I roam these endless winding roads in search of my own happiness.
My destination is unknown. All that I have are these rags on my anorexic frame. My mouth is as dry as a parched leaf. Men stare at me as if I have some dreadful disease.
On my feet, I have no shoes or sandals because I can’t even afford that. I have no one to contact because I have no mobile phone.
I don’t know when last I went home or seen my parents.
I don’t even know if they are still alive or living at that same address.
Men chased me away as if I was some wild animal.
You can see most parts of my body because I can’t hide it no matter how hard I try.
In truth, I am appalled by it.
I can’t recall when last I had a decent meal.
My only food is sometimes stale bread from those filthy bins which you place outside on certain days.

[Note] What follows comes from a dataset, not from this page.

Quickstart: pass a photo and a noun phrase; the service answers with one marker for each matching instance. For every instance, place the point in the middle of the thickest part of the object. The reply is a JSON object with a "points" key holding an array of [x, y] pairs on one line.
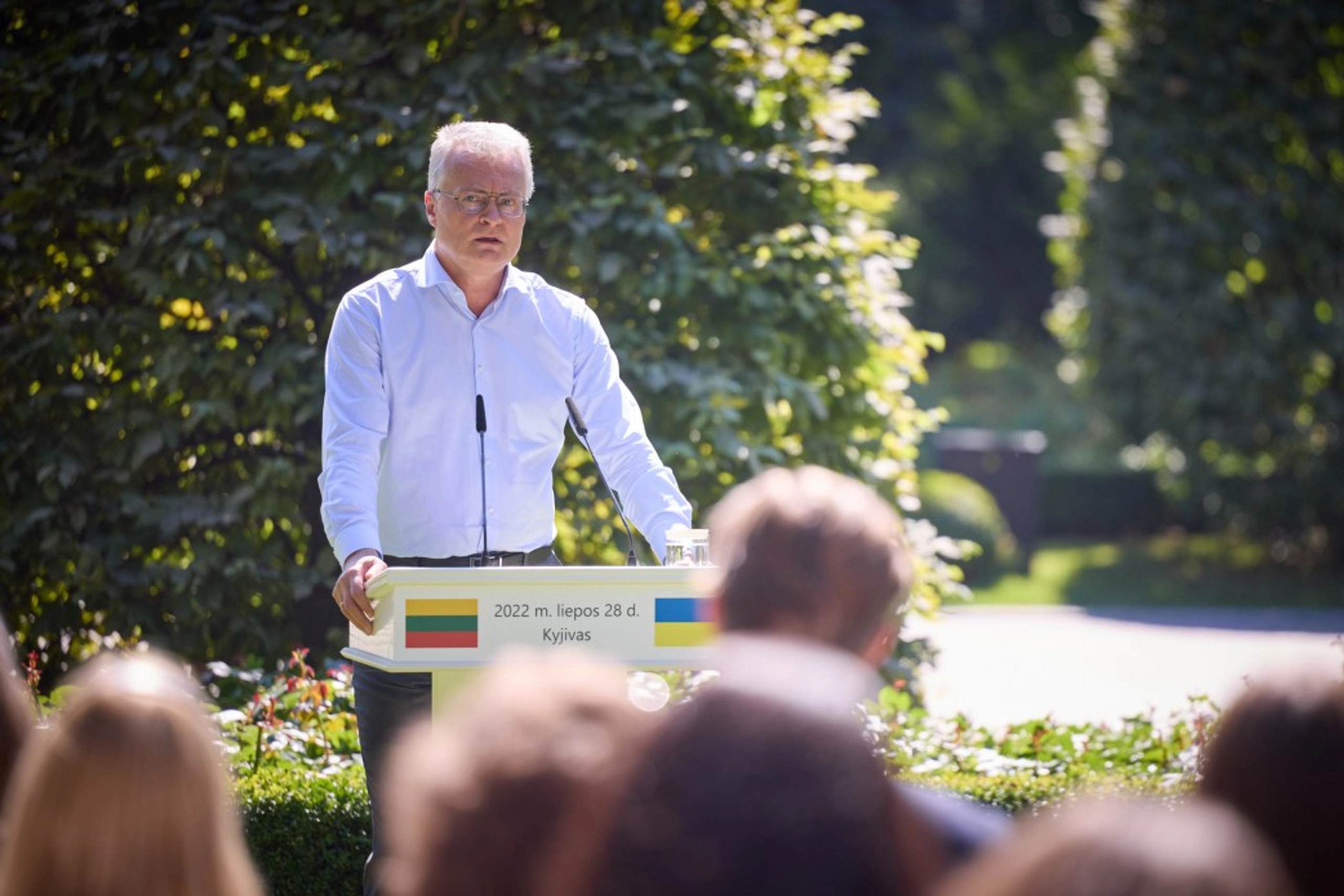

I even converse with myself how sad is that.
My whole body is covered in layers of dry skin, filth and grime.
Bath time? What is that I ask myself?
It’s something I never heard of except when I was growing up.
Yes, I am homeless not by choice but by mans cold and unforgiving heart.
They crucified this gentle machine.
They only used me when they needed me.
Now I am one broken sapling swaying in the unforeseen winds.
I can’t even shed a tear or show some emotion.
My tears dried up a long time ago.
Even Mother Nature has no sympathy for me.
I am a prisoner unto myself.
Like an orphan, you have abandoned me.
I pray to the heavens, but it seems as if the doors of mercy were closed for good.
How do I pick up the shattered pieces of my life?
I was once strong but now I am physically and spiritually weak.
The flesh on my bones is slowly withering away.
Yes, indeed I am the crucified machine.